Despite this difference in onset, drug tests generally can’t distinguish between the two methods, and detection timelines are not reported separately for edibles versus inhalation. What matters more is the total amount of THC consumed and how frequently you use it.

Exercise Can Temporarily Raise THC Levels

One counterintuitive finding: exercise can actually increase detectable THC in your blood in the short term. When you exercise, your body burns fat for energy, and that process releases stored THC back into your bloodstream. A study of regular cannabis users found that moderate exercise significantly elevated plasma THC concentrations immediately after the workout. People with higher BMI experienced an even greater spike, likely because they had more THC stored in fat tissue.

The good news is that this elevation is temporary. THC levels returned to baseline within two hours after exercise. But this finding has a practical implication: if you’re facing a blood test, intense exercise right before the test could temporarily push your levels up.

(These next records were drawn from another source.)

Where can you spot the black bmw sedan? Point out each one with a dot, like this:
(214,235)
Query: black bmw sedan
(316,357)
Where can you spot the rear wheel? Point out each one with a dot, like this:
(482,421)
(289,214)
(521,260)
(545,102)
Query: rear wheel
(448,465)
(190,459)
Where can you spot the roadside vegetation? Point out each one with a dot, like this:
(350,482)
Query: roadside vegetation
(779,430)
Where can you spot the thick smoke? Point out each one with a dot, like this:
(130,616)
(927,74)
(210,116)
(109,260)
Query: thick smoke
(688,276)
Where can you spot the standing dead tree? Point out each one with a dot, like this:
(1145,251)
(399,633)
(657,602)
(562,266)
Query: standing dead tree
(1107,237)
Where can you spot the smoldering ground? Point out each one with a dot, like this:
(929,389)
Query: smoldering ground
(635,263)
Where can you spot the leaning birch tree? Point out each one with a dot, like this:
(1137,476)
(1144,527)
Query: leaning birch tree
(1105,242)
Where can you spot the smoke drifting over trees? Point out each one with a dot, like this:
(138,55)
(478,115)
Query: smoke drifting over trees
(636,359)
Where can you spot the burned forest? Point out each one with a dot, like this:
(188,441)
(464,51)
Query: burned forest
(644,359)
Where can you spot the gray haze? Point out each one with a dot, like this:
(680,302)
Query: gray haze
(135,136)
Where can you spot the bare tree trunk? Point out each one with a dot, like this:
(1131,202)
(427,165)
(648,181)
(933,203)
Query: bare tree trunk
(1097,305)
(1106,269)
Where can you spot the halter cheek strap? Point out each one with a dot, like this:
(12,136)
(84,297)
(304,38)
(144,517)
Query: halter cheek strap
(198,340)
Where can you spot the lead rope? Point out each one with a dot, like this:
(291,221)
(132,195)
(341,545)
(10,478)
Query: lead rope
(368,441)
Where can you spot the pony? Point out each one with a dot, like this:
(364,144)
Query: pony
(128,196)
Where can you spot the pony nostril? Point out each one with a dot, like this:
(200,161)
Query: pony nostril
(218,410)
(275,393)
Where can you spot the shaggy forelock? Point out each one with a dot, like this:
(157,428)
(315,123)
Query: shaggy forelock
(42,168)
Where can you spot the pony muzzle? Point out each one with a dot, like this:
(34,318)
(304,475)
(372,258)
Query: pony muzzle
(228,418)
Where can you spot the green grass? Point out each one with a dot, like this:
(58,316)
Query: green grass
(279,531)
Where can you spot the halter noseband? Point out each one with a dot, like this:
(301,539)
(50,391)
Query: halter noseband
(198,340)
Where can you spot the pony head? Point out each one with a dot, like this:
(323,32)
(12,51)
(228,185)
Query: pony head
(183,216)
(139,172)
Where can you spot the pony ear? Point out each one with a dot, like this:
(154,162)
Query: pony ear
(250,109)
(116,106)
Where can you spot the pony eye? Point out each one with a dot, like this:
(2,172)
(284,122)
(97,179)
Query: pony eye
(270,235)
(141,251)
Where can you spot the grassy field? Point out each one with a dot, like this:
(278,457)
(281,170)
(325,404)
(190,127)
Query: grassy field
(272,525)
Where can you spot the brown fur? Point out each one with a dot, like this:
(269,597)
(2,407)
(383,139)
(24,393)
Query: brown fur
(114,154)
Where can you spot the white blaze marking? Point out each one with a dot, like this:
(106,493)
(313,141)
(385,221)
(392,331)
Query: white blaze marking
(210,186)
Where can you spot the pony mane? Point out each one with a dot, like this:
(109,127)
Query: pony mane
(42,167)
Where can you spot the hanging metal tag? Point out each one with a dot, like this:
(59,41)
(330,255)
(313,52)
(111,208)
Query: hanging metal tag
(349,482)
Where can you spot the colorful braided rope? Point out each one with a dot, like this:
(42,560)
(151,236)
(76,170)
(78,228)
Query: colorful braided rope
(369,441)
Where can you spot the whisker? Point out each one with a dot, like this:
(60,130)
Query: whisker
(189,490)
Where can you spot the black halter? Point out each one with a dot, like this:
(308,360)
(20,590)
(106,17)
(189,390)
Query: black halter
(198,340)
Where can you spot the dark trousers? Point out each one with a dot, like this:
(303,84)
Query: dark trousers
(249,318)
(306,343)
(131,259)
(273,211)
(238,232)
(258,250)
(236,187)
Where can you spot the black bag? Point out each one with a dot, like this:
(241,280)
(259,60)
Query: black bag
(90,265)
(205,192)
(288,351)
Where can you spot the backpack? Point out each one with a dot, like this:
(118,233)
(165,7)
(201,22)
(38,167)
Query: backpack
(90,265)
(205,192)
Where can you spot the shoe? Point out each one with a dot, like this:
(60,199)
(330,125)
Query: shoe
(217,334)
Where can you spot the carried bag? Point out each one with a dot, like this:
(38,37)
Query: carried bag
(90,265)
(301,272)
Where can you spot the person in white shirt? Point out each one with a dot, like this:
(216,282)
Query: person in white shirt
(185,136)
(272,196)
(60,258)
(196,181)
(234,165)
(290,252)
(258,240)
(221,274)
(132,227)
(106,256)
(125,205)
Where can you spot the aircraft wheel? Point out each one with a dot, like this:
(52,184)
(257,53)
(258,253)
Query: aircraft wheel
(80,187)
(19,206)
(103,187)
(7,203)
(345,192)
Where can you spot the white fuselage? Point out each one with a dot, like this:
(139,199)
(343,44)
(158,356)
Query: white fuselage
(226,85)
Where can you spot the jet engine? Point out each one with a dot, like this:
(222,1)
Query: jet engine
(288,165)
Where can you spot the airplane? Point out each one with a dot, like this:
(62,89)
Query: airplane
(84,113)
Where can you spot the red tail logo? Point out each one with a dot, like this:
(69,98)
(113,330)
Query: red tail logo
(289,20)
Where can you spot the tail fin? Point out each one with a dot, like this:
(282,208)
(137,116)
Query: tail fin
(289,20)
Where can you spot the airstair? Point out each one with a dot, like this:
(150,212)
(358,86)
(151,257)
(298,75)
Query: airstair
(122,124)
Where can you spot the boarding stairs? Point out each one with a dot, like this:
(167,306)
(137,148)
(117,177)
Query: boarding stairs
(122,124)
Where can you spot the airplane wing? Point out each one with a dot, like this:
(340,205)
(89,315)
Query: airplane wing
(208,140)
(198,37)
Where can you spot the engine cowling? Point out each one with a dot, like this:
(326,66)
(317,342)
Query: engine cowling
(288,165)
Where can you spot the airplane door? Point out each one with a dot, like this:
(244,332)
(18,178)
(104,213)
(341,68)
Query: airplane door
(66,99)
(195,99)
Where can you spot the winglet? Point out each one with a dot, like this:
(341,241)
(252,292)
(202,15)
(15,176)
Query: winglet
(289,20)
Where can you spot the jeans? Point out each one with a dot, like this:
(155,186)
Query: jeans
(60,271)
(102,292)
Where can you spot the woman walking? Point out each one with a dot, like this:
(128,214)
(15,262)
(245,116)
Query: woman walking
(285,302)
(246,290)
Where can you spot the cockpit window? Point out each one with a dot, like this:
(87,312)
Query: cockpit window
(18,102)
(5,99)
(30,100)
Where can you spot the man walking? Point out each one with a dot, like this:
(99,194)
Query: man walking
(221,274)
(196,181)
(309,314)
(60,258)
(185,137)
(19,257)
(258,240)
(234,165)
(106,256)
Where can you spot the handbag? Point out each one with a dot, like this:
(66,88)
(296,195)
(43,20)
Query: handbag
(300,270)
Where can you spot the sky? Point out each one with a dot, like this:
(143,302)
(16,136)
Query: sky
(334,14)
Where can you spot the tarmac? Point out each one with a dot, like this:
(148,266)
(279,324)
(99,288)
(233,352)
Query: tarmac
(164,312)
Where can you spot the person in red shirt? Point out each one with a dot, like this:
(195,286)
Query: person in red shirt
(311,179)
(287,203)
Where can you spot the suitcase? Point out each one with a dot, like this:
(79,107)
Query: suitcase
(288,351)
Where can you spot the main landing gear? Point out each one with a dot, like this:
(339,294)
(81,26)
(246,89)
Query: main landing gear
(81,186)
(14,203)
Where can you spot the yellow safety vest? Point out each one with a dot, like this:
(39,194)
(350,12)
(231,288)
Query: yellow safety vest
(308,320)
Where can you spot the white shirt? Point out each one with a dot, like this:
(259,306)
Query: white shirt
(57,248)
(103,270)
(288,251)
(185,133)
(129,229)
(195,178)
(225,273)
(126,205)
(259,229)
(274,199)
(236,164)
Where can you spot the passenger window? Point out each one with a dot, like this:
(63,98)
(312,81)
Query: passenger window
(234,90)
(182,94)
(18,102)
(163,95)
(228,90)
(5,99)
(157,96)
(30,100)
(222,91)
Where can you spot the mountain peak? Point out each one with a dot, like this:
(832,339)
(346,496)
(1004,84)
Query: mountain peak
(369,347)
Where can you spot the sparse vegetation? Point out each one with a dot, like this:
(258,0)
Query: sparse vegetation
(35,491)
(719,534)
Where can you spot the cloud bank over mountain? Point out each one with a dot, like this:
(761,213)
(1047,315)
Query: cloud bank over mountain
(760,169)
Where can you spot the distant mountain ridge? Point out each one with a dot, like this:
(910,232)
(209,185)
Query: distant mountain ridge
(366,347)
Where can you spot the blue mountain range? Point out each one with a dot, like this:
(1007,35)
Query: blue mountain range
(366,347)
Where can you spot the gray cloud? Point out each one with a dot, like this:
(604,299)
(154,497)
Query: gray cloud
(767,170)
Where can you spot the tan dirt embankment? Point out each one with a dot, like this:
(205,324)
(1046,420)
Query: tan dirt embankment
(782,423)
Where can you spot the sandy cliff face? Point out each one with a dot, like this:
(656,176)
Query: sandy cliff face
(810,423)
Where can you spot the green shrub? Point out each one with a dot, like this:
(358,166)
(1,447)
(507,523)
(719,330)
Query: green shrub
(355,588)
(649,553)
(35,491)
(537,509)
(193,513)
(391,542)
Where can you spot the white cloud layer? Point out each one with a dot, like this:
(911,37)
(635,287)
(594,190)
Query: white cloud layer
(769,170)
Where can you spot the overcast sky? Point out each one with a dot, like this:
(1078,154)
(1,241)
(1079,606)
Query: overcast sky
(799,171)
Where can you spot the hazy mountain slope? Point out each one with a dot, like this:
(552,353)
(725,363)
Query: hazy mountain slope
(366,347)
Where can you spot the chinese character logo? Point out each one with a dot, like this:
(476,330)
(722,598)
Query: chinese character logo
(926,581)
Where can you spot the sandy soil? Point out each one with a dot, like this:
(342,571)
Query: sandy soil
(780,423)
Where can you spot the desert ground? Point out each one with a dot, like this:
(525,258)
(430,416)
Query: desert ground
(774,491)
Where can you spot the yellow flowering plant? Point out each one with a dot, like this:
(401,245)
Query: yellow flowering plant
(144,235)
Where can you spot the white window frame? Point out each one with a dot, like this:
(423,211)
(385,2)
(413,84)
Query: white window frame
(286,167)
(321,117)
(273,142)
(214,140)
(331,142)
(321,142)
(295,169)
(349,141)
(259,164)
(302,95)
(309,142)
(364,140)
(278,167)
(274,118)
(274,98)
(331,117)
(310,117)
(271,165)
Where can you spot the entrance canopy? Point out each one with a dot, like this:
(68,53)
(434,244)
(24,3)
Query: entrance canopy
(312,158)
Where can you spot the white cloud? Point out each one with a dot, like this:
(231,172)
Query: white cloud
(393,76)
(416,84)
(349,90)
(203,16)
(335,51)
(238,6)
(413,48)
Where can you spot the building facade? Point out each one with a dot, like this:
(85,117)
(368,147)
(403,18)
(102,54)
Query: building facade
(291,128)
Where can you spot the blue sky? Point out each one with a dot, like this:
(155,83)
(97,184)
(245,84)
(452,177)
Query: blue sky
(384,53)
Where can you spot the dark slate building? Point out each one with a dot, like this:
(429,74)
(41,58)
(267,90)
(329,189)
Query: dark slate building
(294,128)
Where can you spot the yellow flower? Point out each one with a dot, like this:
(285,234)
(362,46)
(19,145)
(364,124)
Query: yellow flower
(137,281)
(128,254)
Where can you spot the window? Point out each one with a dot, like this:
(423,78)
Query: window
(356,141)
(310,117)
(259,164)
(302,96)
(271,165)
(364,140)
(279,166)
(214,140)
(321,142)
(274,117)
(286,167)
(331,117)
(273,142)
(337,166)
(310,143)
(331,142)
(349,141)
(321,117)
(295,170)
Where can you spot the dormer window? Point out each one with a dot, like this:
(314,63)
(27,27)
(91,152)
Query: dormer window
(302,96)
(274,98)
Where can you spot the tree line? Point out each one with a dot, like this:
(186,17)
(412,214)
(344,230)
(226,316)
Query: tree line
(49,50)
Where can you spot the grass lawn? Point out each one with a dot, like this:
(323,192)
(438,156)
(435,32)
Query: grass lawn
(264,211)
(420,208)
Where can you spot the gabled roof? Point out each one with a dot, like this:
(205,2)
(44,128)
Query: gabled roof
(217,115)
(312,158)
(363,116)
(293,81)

Over the long term, regular exercise helps your body burn through fat stores and eliminate THC faster, but the timing matters.

How Drug Test Cutoffs Work

Drug tests don’t simply report whether any trace of THC is present. They use cutoff thresholds, meaning your sample has to contain a certain concentration of THC metabolites to count as positive. For federal workplace urine testing, the initial screening cutoff is 50 ng/mL. If you hit that threshold, a confirmatory test is run with a lower cutoff of 15 ng/mL.

This is why the question of “how long marijuana stays in your system” isn’t quite the same as “how long you’ll test positive.” Trace amounts may linger in your body well after you’d pass a standard drug test. The detection windows listed above reflect how long most people stay above these standard cutoff levels, not how long any molecule of THC exists in the body. For heavy, long-term users, low-level metabolites in blood can remain detectable with sensitive lab methods for up to a month after quitting.